No dijo nada, se sintió un poco incómodo. Mas, cuando se disponía a girar y salir del cuarto, el médico le hizo un gesto a Akutagawa para aclararle que hablarían después.

Cuando pasó por su lado, pudo ver que no lo conocía de entre los que trataban a Akutagawa. ¿Sería nuevo? ¿O algún médico amigo de la familia y que se preocupaba por su salud?

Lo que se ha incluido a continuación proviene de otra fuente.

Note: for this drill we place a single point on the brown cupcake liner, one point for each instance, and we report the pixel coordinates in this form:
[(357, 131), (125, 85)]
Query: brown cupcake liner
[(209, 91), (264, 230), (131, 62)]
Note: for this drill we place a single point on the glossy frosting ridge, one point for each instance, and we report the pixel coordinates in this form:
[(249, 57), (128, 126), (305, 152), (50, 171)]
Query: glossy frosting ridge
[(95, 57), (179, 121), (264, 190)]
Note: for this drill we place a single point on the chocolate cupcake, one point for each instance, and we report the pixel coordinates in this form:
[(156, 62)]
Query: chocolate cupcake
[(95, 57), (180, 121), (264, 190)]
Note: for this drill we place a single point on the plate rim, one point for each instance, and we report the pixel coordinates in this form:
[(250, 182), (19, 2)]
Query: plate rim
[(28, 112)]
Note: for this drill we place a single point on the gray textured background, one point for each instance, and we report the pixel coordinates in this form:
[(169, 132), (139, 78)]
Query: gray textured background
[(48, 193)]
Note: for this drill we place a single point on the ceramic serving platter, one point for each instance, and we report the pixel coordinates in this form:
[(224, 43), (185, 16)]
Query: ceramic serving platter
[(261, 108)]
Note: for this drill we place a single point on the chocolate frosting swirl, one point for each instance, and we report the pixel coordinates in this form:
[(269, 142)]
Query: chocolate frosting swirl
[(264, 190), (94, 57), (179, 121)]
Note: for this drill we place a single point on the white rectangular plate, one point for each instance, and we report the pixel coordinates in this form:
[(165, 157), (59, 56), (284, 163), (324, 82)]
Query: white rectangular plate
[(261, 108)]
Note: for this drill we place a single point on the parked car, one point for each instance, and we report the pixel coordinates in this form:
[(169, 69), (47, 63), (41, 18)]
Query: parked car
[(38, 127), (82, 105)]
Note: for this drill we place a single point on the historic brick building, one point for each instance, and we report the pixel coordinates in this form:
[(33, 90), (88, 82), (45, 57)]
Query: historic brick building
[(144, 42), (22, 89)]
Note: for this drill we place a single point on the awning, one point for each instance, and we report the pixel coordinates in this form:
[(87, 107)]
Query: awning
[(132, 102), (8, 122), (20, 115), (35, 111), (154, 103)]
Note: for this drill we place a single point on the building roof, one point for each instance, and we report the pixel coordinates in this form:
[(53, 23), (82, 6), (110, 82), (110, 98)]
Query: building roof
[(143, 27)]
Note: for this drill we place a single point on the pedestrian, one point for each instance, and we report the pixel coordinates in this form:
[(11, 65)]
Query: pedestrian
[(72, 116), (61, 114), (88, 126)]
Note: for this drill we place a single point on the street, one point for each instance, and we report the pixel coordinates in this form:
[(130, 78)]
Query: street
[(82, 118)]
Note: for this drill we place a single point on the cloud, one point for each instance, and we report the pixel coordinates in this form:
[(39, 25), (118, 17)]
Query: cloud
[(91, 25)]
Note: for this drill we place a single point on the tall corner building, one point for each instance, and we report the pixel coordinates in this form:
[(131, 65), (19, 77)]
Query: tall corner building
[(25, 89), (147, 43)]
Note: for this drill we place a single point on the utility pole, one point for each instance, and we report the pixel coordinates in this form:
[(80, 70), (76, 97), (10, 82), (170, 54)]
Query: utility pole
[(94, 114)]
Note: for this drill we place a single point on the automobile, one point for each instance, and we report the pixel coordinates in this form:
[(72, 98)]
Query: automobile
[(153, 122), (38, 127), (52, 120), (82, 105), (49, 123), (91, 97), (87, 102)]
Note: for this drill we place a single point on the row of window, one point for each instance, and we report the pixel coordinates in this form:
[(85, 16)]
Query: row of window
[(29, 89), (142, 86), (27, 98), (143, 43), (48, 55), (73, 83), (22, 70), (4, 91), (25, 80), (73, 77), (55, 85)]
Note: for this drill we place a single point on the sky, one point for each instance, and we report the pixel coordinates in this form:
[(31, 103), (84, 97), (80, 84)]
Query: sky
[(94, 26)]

Se colocó frente a la cama, como costumbre, y se sentó en la silla para acompañantes.

—Hola —habló, con cuidado; aún sintiendo la tensión del ambiente de hace unos segundos—. Traje flores —colocó en el florero un pequeño y bonito ramo de rosas blancas que había comprado antes de llegar.

—¿Qué sentido tiene traer flores a un enfermo? —preguntó, no con sarcasmo, no con ganas de iniciar una absurda pelea; sino cortante, frío, molesto.

Los nervios se agitaron en su interior. ¿Por qué la repentina actitud?

—Emmm... —no sabía qué responder. Siempre compraba las flores por mero instinto, porque su corazón se lo pedía—, es una forma de decir... que mejores, supongo.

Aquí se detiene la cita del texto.